Datum uitspraak: 13 juli 2022

AFDELING
BESTUURSRECHTSPRAAK

Uitspraak in het geding tussen:

1.       [appellant sub 1A] en [appellant sub 1B], beiden wonend te Ruinerwold, gemeente De Wolden (hierna tezamen en in enkelvoud: [appellant sub 1]),

2.       [appellant sub 2] en anderen, allen wonend te Ruinerwold, gemeente De Wolden,

appellanten,

en

de raad van de gemeente De Wolden,

verweerder.

Procesverloop

Bij besluit van 27 januari 2022 heeft de raad het bestemmingsplan "Dijkhuizen 28-30 Ruinerwold" vastgesteld.

Tegen dit besluit hebben [appellant sub 1] en [appellant sub 2] en anderen beroep ingesteld.

De raad heeft een verweerschrift ingediend.

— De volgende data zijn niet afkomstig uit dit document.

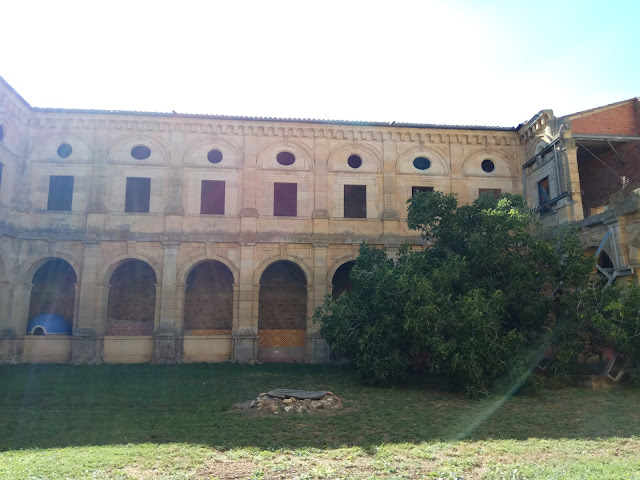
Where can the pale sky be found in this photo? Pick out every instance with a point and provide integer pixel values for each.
(444, 62)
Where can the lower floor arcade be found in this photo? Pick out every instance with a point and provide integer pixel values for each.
(167, 303)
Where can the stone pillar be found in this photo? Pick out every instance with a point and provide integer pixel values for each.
(167, 344)
(9, 343)
(390, 217)
(249, 186)
(317, 348)
(573, 182)
(245, 332)
(87, 342)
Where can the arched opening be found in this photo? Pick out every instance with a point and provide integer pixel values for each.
(132, 300)
(341, 280)
(208, 305)
(52, 301)
(282, 313)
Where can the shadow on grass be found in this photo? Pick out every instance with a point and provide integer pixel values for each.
(44, 406)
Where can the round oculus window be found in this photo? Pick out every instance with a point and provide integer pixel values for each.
(64, 150)
(488, 166)
(141, 152)
(286, 158)
(354, 161)
(214, 156)
(421, 163)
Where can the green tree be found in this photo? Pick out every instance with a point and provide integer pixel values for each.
(478, 303)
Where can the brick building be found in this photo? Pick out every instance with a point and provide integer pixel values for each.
(172, 237)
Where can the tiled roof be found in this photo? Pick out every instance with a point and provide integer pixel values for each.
(272, 119)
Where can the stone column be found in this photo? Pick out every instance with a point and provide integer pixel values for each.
(174, 209)
(167, 343)
(8, 335)
(317, 349)
(573, 182)
(245, 332)
(87, 342)
(248, 172)
(390, 217)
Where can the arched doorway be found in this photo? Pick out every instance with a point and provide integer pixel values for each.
(341, 281)
(51, 313)
(132, 300)
(53, 296)
(282, 313)
(208, 313)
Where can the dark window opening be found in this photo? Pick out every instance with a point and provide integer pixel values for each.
(354, 161)
(140, 152)
(342, 280)
(543, 191)
(60, 193)
(355, 201)
(285, 199)
(285, 158)
(421, 163)
(212, 197)
(488, 166)
(604, 260)
(138, 195)
(419, 189)
(64, 150)
(494, 192)
(214, 156)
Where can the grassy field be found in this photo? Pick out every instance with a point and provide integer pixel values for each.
(177, 422)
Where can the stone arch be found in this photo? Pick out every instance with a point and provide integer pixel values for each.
(439, 161)
(46, 147)
(290, 258)
(192, 262)
(196, 152)
(338, 263)
(209, 299)
(371, 158)
(34, 263)
(119, 151)
(304, 156)
(282, 312)
(131, 304)
(503, 163)
(53, 290)
(104, 274)
(341, 282)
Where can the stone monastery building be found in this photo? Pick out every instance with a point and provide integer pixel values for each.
(139, 237)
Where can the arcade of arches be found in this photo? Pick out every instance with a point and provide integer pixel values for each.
(207, 306)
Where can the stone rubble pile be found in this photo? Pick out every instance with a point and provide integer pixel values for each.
(270, 404)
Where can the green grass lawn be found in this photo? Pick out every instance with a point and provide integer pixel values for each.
(177, 422)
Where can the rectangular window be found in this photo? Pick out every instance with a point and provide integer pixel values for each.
(355, 201)
(285, 199)
(212, 197)
(415, 190)
(60, 193)
(138, 195)
(495, 192)
(543, 191)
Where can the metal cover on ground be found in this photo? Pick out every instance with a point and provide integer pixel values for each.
(298, 394)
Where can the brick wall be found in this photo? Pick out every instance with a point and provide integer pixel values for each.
(53, 290)
(283, 298)
(599, 183)
(209, 298)
(621, 120)
(132, 300)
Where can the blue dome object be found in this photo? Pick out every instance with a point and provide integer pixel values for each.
(51, 323)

De raad heeft een nader stuk overgelegd.

De Afdeling heeft de zaak ter zitting behandeld op 29 juni 2022, waar [appellant sub 1], bijgestaan door [gemachtigde A], [appellant sub 2] en anderen, vertegenwoordigd [appellant sub 2] en [gemachtigde B], en de raad, vertegenwoordigd door J.A. Meijerink, zijn verschenen.

Voorts is ter zitting Dumas Groep, vertegenwoordigd door [gemachtigde C], als partij gehoord.

Overwegingen

Inleiding

1.       Het plan maakt de bouw van twintig appartementen mogelijk op het perceel Dijkhuizen 28-30 te Ruinerwold met een maximale bouwhoogte van 16 m en een maximale goothoogte van 7 m.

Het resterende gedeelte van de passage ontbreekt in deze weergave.